Booths were built in the auditorium Wednesday evening and have been decorated so that the large hall will present a gala appearance this evening.
The bazaar opened for the kiddies this afternoon. A fish pond and other attractions had been prepared for their amusement.
The serving of lunches at 5:00 o’clock this evening will mark the opening of the affair for the grown people. A large attendance is anticipated for the lunches and for the evening.
A later edition of the Herald reported that approximately 500 lunches were served.
Nov. 8, 1928
No Official Celebration
of Armistice Day
There will be no official celebration of Armistice Day in Delphos this year, the officers of the American Legion announce.

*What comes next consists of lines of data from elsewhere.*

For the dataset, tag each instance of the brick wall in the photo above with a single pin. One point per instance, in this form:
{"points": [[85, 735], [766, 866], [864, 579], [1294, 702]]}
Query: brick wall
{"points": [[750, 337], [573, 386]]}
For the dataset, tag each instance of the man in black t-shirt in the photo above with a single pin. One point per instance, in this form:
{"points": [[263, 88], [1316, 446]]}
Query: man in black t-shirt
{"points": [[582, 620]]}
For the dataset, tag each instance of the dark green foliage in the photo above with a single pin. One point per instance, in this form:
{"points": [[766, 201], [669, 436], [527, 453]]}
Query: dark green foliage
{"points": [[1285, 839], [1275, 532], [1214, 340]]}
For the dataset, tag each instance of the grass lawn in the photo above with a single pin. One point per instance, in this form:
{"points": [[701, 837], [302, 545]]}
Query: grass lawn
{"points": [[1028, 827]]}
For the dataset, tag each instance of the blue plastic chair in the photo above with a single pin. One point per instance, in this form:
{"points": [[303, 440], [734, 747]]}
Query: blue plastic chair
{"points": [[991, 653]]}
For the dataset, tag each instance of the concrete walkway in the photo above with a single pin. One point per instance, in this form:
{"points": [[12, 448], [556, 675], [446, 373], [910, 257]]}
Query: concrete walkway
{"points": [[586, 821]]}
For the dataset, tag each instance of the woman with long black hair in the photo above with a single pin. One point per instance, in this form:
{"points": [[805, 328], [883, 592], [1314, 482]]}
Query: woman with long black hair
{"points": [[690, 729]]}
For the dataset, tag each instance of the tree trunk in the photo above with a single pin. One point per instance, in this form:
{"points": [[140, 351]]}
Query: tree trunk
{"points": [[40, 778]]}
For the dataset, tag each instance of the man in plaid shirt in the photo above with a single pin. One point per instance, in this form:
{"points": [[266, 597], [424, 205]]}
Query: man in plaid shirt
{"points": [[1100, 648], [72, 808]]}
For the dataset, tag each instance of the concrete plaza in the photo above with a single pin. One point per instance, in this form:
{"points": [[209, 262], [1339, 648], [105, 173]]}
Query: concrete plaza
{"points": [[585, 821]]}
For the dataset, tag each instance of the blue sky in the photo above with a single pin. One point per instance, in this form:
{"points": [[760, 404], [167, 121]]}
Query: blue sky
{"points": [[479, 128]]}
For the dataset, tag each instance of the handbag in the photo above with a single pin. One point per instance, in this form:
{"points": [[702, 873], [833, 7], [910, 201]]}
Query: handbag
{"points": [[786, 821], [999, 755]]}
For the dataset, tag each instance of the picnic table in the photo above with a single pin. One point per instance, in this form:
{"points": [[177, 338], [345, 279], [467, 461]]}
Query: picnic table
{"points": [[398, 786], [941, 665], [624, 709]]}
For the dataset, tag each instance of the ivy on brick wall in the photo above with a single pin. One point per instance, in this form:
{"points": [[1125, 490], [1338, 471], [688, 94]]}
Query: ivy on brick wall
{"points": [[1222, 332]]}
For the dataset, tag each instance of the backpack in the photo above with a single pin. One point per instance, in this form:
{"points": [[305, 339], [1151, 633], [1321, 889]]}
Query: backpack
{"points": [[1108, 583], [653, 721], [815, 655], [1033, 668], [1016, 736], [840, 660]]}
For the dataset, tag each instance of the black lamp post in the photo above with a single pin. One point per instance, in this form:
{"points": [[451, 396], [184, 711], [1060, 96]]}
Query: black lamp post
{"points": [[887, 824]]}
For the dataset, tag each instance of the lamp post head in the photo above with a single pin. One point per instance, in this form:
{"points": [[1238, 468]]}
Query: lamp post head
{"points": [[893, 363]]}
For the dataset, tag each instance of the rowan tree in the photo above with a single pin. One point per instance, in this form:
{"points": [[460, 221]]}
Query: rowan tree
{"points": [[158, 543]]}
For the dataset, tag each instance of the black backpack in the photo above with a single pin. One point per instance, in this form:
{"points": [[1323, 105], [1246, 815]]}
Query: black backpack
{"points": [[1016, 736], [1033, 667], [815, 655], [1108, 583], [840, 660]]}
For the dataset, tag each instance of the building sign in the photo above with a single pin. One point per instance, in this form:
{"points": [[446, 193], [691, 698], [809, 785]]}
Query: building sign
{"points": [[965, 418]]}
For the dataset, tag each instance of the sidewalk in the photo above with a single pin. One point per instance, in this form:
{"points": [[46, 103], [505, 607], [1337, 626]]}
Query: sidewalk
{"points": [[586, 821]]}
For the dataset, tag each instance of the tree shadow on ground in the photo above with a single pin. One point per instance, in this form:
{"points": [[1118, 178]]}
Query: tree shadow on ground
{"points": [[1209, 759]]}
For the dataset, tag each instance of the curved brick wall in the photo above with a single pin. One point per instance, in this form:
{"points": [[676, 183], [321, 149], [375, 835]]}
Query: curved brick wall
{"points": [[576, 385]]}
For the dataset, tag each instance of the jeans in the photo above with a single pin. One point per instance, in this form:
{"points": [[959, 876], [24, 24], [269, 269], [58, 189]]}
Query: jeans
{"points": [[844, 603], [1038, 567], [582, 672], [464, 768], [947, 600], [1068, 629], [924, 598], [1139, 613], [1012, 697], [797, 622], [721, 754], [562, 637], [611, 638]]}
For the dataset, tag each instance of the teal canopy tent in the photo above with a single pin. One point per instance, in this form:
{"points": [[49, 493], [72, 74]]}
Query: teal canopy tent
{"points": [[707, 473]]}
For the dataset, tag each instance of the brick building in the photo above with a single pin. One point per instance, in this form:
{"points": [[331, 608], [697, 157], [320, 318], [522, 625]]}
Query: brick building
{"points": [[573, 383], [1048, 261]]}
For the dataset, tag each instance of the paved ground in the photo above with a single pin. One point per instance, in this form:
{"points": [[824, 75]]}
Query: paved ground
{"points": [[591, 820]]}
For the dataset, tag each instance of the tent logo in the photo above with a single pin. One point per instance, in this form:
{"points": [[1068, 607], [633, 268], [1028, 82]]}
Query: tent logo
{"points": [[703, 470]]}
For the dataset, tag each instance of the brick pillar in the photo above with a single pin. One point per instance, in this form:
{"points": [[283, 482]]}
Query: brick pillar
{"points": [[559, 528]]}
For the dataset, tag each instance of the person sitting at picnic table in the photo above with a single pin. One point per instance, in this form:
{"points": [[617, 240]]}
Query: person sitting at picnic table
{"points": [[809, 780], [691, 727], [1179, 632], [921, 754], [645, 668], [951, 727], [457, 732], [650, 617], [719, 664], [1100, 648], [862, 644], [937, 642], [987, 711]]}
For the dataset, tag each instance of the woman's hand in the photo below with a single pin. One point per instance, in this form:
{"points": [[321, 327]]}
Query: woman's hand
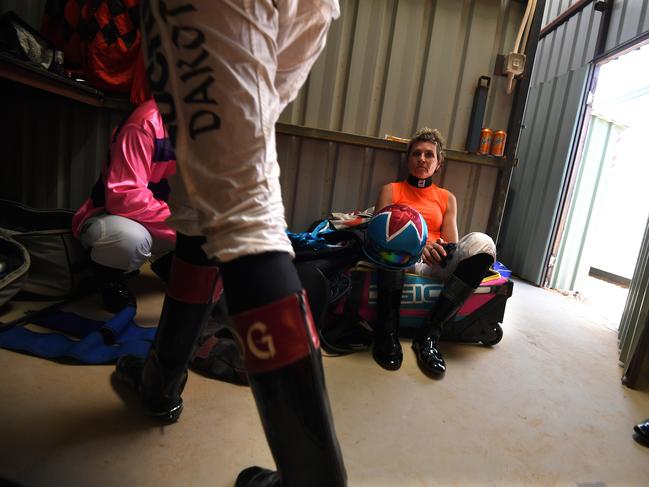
{"points": [[434, 253]]}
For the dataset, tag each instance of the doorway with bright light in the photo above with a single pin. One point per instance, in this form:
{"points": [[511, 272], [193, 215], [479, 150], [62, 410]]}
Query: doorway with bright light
{"points": [[608, 198]]}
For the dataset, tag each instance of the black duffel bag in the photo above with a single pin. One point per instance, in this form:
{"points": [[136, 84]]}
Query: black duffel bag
{"points": [[60, 266]]}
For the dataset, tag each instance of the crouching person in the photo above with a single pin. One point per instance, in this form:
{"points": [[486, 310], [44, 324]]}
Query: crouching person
{"points": [[123, 221]]}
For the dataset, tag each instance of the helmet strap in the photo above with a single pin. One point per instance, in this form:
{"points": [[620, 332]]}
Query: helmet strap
{"points": [[420, 183]]}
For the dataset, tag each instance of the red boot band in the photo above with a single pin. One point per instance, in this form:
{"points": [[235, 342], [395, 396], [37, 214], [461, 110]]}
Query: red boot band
{"points": [[276, 334], [194, 284]]}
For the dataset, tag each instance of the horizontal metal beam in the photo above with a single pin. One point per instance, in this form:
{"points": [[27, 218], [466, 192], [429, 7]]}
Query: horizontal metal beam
{"points": [[376, 143], [564, 16]]}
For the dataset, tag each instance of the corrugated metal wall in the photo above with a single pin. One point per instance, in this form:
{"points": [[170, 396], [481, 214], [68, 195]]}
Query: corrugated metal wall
{"points": [[54, 148], [389, 67], [552, 117], [556, 103], [392, 66], [635, 319]]}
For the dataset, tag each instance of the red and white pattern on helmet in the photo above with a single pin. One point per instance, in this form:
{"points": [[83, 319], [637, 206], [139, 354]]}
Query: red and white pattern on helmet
{"points": [[399, 218]]}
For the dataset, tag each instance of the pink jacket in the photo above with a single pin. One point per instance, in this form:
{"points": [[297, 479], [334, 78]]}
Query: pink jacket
{"points": [[134, 183]]}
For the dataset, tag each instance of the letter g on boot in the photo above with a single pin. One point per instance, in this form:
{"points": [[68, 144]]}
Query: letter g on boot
{"points": [[260, 343], [276, 334]]}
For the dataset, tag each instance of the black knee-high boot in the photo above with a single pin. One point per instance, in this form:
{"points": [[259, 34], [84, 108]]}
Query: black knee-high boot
{"points": [[161, 377], [115, 293], [387, 348], [429, 359], [282, 356]]}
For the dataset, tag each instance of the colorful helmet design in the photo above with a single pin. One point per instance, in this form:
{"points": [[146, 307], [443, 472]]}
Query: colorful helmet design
{"points": [[396, 236]]}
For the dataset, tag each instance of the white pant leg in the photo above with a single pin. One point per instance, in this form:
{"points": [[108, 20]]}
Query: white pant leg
{"points": [[213, 68], [117, 242], [471, 244]]}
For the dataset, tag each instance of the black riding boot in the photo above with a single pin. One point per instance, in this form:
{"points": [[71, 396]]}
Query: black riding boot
{"points": [[160, 378], [387, 348], [284, 366], [115, 293], [429, 359]]}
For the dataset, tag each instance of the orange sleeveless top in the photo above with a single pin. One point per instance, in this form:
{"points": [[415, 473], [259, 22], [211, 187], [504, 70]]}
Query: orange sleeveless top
{"points": [[431, 202]]}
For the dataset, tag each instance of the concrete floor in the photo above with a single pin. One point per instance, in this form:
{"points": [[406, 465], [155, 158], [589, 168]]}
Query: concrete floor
{"points": [[544, 407]]}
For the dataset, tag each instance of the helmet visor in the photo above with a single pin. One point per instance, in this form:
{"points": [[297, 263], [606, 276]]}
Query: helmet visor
{"points": [[394, 258]]}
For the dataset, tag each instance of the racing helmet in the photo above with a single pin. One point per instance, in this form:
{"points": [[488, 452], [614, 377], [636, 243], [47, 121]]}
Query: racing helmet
{"points": [[396, 236]]}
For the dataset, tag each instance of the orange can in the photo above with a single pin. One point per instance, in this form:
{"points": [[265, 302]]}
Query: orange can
{"points": [[498, 145], [485, 141]]}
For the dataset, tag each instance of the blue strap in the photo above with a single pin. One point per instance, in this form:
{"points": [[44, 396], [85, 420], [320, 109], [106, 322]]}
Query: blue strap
{"points": [[99, 345], [311, 240]]}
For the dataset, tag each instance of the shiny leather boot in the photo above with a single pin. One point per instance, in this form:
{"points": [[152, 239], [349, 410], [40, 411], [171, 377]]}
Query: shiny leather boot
{"points": [[429, 358], [282, 356], [115, 294], [642, 433], [161, 377], [387, 348]]}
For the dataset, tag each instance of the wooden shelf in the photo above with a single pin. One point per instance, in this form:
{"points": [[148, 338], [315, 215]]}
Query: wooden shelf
{"points": [[35, 76]]}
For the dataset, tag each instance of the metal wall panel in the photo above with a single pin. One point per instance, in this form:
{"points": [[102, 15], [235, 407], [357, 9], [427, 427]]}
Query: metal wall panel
{"points": [[558, 85], [394, 66], [573, 256], [547, 144], [635, 318], [552, 115]]}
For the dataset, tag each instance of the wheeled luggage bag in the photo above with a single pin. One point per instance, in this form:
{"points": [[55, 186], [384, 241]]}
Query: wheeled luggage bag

It is planned, however, to visit the various cemeteries in and near Delphos to place flags on the graves of veterans. The two cemeteries in Delphos to place new flags on the graves of veterans and also the Walnut Grove and Hartshorn cemeteries near the Auglaize River.

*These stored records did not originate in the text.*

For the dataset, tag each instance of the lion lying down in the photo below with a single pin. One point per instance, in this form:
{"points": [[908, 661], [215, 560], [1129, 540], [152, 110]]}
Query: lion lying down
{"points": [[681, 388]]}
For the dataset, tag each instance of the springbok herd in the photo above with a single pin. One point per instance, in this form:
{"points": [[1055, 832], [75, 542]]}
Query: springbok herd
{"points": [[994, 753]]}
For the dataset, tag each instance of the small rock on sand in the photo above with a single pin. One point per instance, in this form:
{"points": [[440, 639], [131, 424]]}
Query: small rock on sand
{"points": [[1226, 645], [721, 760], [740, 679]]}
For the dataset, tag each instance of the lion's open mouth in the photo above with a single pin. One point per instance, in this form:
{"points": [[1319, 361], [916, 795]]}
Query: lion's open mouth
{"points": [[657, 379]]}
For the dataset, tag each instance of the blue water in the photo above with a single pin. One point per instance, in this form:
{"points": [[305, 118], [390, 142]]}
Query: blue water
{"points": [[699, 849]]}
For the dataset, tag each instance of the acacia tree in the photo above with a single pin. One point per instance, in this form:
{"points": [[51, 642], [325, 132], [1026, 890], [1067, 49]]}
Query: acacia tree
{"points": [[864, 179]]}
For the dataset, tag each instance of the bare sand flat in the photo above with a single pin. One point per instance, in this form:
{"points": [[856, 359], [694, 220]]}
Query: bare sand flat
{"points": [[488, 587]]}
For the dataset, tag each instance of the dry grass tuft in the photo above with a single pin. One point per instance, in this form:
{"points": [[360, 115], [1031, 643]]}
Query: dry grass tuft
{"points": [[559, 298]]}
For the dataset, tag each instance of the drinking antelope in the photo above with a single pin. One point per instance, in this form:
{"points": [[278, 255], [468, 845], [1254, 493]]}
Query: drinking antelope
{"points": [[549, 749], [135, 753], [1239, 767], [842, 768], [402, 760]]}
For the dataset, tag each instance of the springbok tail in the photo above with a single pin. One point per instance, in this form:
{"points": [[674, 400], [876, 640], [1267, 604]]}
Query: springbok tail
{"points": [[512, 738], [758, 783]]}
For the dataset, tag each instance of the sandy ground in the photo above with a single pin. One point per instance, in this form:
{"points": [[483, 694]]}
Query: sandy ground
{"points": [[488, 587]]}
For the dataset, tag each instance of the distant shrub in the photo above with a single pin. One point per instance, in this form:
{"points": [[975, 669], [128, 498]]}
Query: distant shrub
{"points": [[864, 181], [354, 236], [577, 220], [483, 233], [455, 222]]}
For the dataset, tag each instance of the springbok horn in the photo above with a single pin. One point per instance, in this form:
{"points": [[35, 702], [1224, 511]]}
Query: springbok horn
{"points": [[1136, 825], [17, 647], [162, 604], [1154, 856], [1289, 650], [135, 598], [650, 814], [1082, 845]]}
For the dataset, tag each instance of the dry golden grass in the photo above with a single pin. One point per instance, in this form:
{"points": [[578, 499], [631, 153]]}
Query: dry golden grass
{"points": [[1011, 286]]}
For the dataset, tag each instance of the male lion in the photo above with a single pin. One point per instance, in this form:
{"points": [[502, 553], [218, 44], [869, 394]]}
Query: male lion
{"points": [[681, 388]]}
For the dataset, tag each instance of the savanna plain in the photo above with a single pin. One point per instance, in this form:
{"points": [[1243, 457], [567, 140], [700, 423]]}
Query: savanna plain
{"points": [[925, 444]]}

They plan to place the new flags on the graves of the veterans of the Civil War, Spanish American War and the World War relieving the G.A.R. in this service as they did in the past. The flags which were placed on the graves on Memorial Day and which are now badly weather-worn will be removed.
New markers will be placed wherever they are needed.

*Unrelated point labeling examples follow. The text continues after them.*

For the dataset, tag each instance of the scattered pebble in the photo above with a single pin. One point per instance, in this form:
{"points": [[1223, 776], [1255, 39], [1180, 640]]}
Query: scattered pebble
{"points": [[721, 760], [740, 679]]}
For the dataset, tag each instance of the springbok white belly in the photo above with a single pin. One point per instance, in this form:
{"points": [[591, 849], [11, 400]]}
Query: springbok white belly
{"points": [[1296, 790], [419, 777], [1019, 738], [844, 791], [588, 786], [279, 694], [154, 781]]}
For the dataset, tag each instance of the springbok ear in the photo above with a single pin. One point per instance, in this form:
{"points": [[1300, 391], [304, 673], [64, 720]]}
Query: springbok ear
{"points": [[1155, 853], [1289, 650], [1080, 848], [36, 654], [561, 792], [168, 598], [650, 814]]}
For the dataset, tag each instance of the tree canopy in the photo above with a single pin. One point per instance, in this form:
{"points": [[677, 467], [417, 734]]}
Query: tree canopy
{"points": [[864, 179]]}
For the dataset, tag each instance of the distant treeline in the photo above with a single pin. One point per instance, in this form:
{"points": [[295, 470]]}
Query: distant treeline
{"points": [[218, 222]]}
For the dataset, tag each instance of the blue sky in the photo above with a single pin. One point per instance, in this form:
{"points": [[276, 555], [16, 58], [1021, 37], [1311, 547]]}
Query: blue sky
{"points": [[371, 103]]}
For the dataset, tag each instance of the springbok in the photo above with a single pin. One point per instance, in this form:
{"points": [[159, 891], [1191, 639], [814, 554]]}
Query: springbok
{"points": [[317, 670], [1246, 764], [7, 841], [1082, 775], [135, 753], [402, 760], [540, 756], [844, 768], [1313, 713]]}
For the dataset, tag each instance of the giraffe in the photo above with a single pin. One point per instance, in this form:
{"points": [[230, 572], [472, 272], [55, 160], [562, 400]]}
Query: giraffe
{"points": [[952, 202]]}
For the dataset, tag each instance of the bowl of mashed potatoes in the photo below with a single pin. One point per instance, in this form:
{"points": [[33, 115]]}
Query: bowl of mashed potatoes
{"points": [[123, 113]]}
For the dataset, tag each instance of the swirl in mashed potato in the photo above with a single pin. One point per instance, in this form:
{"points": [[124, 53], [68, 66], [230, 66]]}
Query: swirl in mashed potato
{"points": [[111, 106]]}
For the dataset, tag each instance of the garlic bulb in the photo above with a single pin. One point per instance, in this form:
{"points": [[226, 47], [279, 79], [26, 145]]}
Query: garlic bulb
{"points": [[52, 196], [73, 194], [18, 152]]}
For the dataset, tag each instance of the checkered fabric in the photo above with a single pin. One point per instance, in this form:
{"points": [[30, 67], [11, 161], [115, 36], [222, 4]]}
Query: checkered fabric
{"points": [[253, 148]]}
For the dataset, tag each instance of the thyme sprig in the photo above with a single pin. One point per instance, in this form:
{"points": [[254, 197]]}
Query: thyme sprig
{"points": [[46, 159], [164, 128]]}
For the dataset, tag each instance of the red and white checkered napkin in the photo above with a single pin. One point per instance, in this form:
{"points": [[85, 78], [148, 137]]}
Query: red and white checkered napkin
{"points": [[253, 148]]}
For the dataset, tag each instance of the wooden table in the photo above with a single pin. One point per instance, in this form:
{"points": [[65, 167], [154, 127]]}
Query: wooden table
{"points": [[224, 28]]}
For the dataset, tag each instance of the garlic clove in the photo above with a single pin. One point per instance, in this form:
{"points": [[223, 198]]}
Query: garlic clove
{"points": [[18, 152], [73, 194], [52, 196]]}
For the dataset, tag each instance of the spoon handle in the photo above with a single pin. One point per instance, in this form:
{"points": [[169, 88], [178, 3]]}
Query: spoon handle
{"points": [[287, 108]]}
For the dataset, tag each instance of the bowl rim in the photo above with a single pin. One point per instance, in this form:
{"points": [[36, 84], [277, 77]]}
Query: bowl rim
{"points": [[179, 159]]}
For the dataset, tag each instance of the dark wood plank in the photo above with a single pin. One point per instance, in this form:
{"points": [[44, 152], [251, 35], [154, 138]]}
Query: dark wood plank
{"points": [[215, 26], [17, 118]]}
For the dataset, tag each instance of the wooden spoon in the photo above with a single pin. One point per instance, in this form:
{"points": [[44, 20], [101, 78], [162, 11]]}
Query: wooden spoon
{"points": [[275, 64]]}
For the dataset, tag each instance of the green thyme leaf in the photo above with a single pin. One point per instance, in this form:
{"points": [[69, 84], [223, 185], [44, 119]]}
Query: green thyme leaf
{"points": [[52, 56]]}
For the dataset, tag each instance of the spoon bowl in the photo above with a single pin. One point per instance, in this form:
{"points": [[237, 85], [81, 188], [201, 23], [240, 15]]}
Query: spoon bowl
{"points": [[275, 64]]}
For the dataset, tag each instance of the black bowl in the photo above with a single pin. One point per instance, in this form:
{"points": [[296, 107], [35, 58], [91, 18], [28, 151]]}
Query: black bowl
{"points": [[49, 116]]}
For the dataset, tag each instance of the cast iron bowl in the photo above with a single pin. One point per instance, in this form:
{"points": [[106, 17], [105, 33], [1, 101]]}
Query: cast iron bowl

The Legion is also planning to have poppies offered for sale, as is the usual custom. The poppies will be sold both on Saturday and Monday, Memorial Day, falling upon Sunday this year.
The money which is derived from the poppy sale will be used for the purchase of bronze markers for graves and other grave decorations.
Nov. 7, 1928
Indians Use Planes
To Check Trap Lines
Calgary, Alberta — Nothing so indicates the wide-spread use of the airplane beyond the fringe of Canadian civilization as the fact that Indian trappers are using the plane to reach their trap lines. Natives made wealthy from profitable returns from their fur trades have long graduated from dog sleds to motor cars, but now the mail plane from Mayo occasionally carries Indian trappers, who find it an economical method of travel, a few hours of comfort in the air being substituted for days spent trailing behind a dog team.
Nov. 8, 1928
Ohio Northern to
Celebrate “Hatchet Day”
A dispatch from Ada says: One of Ohio Northern’s oldest traditions, “Hatchet Day,” will be celebrated here Nov. 15 and 16. These festivities commemorate the cessations hostilities between students of the engineering and pharmacy schools which marked earlier days at Northern. Rivalry for predominance in athletic contests, however, is nonetheless keen and much interest is taken in these events.
Thursday evening’s program will be marked by a flag rush, banquet and movie show. Friday morning’s chapel hour will be featured by services conducted over the casket containing the “hatchet,” after which it will be buried, typifying the end of all enmity. The engineer-pharmic tug-of-war, greased pig race and football game are scheduled for Friday afternoon.